Does this mean that all is forgiven for the Frank Lampard goal that wasn't given? Hardly.

It's just another reminder that we need instant-replay technology. Otherwise, we're asking too much of referees and then blasting them -- often unfairly -- when they get it wrong.

Take note, Flat Earth Society -- and FIFA too.

Publicly reprimanding your national soccer team for six hours is not cool, Kim Jong-il. Or is it?

Wee North Korean dictator, Kim Jong-il, wasn't amused by his country's clobbering at the World Cup. Apparently under the impression that the three-month training camp he subjected them to and the tactical advice he had bestowed on his coach would allow a team very short on talent to compete in South Africa, Kim Jong-il must have been thoroughly embarrassed.

So what does a good dictator do when he is embarrassed? He takes it out on others, of course.

Reports have started trickling in from a wide array of sources that almost the entire North Korea team -- save for two Japanese-born players -- had been called in to a public shaming shortly after returning home. For six hours, the players and the coach were allegedly excoriated for their mistakes and ideological imperfections by all manner of ministers, officials and other regime hangers-on. The players were then forced to criticize their coach, a big no-no in a society which places a premium on hierarchy and honor.

If these reports are true, we have to ask: Where's FIFA? The sport's governing body is quick to condemn and harshly punish political interference in the operations of one of its member soccer federations. France, for its decision to call coach Raymond Domenech before parliament to offer a much-needed explanation for the World Cup debacle, had played with fire. FIFA had let the country know as much. Nigeria, whose president announced after his country's ouster from the tournament that he would be withdrawing the team from competition for two years to rebuild, got an equally stern telling-off, not to mention the threat of a lengthy suspension.

But on North Korea? Crickets. We know Sepp Blatter & Co., aren't too busy delving into the intricacies of instant-replay technology. Yet they've been conspicuously silent. If there is any truth to what we're hearing -- and FIFA should make it its business to find out -- only the harshest of condemnations and punishments should do. But the sport's governing body is only good at playing the big dog when it knows its opponent will back down without a fight.

Is the spree of possible foreign takeovers of EPL clubs bad for the league?

Not necessarily, but it depends on how those foreign owners run the club.

On the day that former Syrian international and businessman Yahya Kirdi announced that he isn't terribly far from buying up Liverpool in an attempt to cut Chinese investor Kenny Huang off at the pass for the Reds, India's Ahsan Ali Syed targeted Blackburn for acquisition.

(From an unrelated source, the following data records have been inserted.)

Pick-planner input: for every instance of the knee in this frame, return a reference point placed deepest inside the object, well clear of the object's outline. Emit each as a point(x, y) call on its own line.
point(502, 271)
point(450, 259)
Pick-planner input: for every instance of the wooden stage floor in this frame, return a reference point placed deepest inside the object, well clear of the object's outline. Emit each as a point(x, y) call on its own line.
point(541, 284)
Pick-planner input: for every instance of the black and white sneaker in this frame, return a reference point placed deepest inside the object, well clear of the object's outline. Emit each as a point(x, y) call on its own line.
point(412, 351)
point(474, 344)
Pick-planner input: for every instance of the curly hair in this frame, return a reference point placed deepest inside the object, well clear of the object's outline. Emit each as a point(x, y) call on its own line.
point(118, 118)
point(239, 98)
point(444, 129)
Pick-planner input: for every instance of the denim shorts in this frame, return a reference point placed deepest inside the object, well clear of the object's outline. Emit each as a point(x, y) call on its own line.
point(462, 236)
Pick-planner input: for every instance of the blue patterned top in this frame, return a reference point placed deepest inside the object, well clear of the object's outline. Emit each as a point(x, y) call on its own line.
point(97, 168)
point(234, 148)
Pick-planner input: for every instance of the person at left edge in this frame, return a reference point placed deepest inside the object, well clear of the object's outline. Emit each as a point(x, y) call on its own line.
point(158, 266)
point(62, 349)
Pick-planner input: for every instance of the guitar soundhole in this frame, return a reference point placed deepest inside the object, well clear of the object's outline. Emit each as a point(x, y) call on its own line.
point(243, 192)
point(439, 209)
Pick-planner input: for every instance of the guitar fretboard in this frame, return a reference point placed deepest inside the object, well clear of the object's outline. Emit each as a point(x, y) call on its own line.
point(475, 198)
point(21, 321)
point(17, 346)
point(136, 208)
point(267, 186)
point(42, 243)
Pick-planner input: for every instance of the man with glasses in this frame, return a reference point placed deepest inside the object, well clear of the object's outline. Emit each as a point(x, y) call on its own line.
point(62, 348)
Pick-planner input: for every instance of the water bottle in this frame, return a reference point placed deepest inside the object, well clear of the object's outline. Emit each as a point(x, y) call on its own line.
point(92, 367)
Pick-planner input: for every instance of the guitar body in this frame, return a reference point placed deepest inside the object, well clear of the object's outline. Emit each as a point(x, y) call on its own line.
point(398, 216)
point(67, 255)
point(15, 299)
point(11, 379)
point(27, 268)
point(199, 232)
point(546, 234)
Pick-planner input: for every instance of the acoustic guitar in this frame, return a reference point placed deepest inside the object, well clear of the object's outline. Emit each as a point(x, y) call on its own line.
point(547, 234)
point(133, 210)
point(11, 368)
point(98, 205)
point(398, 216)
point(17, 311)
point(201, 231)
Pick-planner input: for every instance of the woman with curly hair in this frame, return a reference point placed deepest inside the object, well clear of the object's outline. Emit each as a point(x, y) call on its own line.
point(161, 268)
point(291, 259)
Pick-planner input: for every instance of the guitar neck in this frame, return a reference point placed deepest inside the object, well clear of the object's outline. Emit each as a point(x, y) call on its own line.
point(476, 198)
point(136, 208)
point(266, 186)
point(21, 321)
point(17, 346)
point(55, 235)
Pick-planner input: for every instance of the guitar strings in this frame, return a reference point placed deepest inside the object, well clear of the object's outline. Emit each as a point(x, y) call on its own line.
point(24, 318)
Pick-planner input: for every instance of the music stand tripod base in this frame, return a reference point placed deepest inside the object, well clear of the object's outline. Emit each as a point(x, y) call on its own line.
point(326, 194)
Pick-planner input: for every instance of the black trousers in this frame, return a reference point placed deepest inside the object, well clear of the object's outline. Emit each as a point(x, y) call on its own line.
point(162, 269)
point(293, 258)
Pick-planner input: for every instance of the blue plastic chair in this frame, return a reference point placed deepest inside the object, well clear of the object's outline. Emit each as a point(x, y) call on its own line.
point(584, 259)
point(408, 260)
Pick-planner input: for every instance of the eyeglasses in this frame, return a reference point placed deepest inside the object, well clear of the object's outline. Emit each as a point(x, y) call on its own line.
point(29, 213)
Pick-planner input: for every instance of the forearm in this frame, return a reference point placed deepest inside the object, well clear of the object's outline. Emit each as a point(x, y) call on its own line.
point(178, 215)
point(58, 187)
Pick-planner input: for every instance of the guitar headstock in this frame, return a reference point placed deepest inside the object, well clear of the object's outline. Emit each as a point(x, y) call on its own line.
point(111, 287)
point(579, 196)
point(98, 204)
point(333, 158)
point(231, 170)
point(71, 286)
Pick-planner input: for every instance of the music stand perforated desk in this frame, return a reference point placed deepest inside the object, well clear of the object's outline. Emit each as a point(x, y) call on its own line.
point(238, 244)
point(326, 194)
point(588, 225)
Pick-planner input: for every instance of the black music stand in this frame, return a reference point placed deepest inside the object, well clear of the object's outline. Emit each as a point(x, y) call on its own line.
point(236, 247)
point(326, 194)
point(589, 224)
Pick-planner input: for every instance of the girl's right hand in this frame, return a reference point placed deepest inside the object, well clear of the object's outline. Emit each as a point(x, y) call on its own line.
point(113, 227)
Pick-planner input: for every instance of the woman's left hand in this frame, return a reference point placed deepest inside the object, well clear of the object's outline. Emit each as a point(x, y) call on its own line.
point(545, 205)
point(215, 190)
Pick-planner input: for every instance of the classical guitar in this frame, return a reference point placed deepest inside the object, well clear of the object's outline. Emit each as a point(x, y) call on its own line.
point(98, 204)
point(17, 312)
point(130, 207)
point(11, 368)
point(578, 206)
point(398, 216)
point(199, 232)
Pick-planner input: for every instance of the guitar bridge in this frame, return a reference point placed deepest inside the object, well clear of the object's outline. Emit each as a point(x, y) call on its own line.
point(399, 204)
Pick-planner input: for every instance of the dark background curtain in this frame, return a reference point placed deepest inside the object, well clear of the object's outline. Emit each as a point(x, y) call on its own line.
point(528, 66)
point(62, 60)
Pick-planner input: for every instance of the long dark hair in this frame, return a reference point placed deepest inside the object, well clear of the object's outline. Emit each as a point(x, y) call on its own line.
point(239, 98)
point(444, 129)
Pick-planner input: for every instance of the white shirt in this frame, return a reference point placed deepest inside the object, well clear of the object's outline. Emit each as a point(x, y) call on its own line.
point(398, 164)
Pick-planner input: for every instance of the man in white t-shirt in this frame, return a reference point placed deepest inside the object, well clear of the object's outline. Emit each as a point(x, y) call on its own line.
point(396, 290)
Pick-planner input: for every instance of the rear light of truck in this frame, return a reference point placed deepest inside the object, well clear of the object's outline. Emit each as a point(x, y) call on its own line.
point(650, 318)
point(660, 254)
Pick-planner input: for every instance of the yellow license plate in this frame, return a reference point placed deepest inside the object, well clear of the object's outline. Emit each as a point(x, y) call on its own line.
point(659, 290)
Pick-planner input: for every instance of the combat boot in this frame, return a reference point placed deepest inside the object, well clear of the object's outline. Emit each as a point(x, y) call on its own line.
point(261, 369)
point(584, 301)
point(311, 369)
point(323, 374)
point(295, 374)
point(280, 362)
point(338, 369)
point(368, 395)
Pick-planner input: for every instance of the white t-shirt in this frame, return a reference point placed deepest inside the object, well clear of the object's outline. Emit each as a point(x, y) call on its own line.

All promise fortune and fame, honoring the big-spending tradition fostered by foreign investors at Chelsea and Manchester City. The approach contrasts to the more prudent, belt-tightening and ticket price-raising strategy of American owners, the Glazer family at Manchester United and Tom Hicks and George Gillett at Liverpool.

Indeed, in many ways the Glazer-model is preferable. An owner who has a vested interest in the club's bottom line won't treat it like a toy. In other words, he's less likely to get bored and eventually abandon and sell the club, which has grown accustomed to a life of riches and is left saddled with a payroll to match.

Finances in the EPL have spiraled out of control in the past decade. Bringing in a wealthy foreigner to buy championships doesn't solve the long-term issue of clubs that are in the red season after season.

Sugar daddies come and go. It's what happens when they decide to leave that should worry the Premier League.